Do you see the friends behind political enemies, Americans, fellow citizens behind political labels? I asked, “Can I find a common foundation?”
For Charlie, his beliefs were rooted in his Christian faith, like me, and many of us. His views on the world and the faith that shaped his role in that world. Faith like many other great moral traditions resonates with high and often difficult standards of how to treat their followers rather than agreeing with each other.
The apostle Paul was writing letters to a community that was as divided as we did. And he said these words. He said, “Get compassion, kindness, humility, kindness, patience. Endure one another and forgive one another. On all these virtues, it becomes love that unites them in perfect unity.”
I would like to challenge us to respect those words.
Even if you are not a Christian, I would like to encourage you to follow those words of Paul. They do not require us to abandon our beliefs. They do not require us to compromise on the strongly held beliefs we have. They should not ask us to abandon the principles. They ask us to do something even more difficult. They ask us to endure each other.
We approach humility and disagreement to our enemies, at the baseline of human dignity. That’s the hard work of unity. It’s not emotion. It’s discipline. It is a choice to believe in what brings us together as humans and Americans as stronger than what tears us apart.
The person who pulled the trigger on a university campus in Utah last week didn’t want to kill a man. He tried to kill the conversation. He tried to replace the words with a bullet. He attempts to answer the argument in the assassination, in which he proves the tragic truth of something that Charlie Kirk himself said. This is one of the things I’ve seen and I’ve replayed the most from him in the last few days. He said, “When people stop talking, it’s when you get violence because you start to think that the other side is so evil and they’re losing their humanity.”

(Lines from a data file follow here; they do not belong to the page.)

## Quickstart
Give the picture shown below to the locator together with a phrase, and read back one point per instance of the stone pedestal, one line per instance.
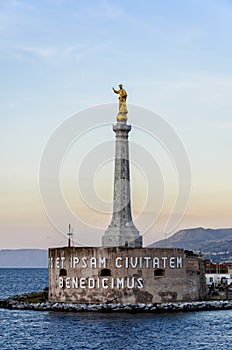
(122, 231)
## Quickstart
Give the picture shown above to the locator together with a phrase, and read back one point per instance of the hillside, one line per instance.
(213, 243)
(30, 258)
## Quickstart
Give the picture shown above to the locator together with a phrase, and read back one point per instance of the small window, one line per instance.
(159, 272)
(63, 272)
(105, 272)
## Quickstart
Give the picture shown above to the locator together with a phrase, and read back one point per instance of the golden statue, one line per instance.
(122, 115)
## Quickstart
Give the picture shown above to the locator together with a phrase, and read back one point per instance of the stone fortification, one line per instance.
(124, 275)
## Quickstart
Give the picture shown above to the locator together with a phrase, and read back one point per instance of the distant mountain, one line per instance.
(30, 258)
(213, 243)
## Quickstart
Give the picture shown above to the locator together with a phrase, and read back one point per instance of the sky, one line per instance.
(58, 62)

Take a look around you a bit. Do you see evil? Because I don’t. I don’t see evil here. I see fellow citizens, my fellow people. I see people who have the right to decency and dignity and love and respect. Whatever your background, men and women have strong beliefs, strong beliefs and willing to support them.

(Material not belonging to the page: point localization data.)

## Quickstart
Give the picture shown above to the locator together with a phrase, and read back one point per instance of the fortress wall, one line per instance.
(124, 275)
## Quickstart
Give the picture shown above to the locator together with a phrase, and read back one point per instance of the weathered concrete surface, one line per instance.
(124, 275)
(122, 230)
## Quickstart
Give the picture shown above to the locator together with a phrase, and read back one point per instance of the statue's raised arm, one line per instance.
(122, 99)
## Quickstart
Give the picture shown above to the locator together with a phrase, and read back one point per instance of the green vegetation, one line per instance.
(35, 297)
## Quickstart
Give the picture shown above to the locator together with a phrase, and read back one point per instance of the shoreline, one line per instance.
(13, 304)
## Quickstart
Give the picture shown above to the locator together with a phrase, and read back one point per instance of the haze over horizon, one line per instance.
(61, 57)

Sometimes, that means we stand on the other side on difficult issues. Sometimes, it means that we are enemies on the path of ideas and we now choose to advance in this country. d
o Will we continue on the path of dehumanization, light empt, irreparable despair, or irreparable evil, or in this shared tragic moment of tragedy? Because you don’t make any mistakes about it. Charlie Kirk was a conservative and he was a Republican. But this is a tragedy that we all share regardless of our background. This should make us all sad today.

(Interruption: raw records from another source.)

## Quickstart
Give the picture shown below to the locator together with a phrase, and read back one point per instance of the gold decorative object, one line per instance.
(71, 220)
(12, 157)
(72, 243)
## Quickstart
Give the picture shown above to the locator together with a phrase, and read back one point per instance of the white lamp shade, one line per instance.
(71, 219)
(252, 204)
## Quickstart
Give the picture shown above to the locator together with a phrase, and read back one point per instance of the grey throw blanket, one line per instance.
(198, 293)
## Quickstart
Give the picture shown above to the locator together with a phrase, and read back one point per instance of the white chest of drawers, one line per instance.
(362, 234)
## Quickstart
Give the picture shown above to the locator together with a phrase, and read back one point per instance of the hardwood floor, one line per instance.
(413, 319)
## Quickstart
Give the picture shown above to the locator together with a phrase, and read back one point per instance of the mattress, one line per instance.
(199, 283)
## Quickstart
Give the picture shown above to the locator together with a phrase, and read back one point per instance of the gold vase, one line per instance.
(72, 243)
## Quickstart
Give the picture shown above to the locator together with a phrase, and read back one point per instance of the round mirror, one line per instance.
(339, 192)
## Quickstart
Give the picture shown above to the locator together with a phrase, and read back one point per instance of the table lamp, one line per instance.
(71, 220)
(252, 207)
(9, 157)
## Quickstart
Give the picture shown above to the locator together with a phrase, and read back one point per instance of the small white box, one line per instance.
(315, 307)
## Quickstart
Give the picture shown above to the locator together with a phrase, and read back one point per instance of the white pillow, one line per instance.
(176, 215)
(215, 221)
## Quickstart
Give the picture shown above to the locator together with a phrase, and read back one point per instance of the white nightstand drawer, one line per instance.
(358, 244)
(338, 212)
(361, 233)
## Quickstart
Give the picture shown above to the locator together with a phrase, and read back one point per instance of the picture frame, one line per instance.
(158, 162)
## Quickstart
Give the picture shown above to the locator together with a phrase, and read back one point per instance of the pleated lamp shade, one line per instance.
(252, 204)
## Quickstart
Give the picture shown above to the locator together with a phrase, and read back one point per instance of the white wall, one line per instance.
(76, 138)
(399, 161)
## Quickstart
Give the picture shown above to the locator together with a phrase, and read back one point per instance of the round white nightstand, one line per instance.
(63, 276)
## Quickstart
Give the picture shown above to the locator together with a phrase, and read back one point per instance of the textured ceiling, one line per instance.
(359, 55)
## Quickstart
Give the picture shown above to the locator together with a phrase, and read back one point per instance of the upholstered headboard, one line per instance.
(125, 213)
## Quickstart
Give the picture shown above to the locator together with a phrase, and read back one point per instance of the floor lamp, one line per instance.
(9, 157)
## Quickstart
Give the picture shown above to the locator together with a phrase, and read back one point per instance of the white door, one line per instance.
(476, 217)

Do we choose to find another way at this moment? So when I’m closed, I just want to say that the job of healing this country does not belong to the president or politician. It’s yours and I’m sitting here now. You, most of you, are university students. You are my daughter’s age. You knew a lot more about Charlie Kirk than most of us did this week. But it belongs to each and every one of us and chooses where to go from here, from here in our home, our community, our campus, online and in-person conversations.
Tonight’s call is not to abandon what we believe. It’s about protecting our beliefs with better discussion, not bitterness.
It is to express our principles without standing in the dignity of those who believe in different things than we do.
To prove that democracy still works.
Prove that disagreements are healthy. That we can still talk to each other.
I would like to encourage him to leave this place tonight. I would like to resolve to answer the plea that President Lincoln gave to the nation on the eve of the Civil War.
We have the same opportunity and I would like to close with these words he shared in his inauguration speech.
He said, “I hate closing. We are friends, not enemies. We must not be enemies. Passion should not make it tense, but we must not break the bond of affection.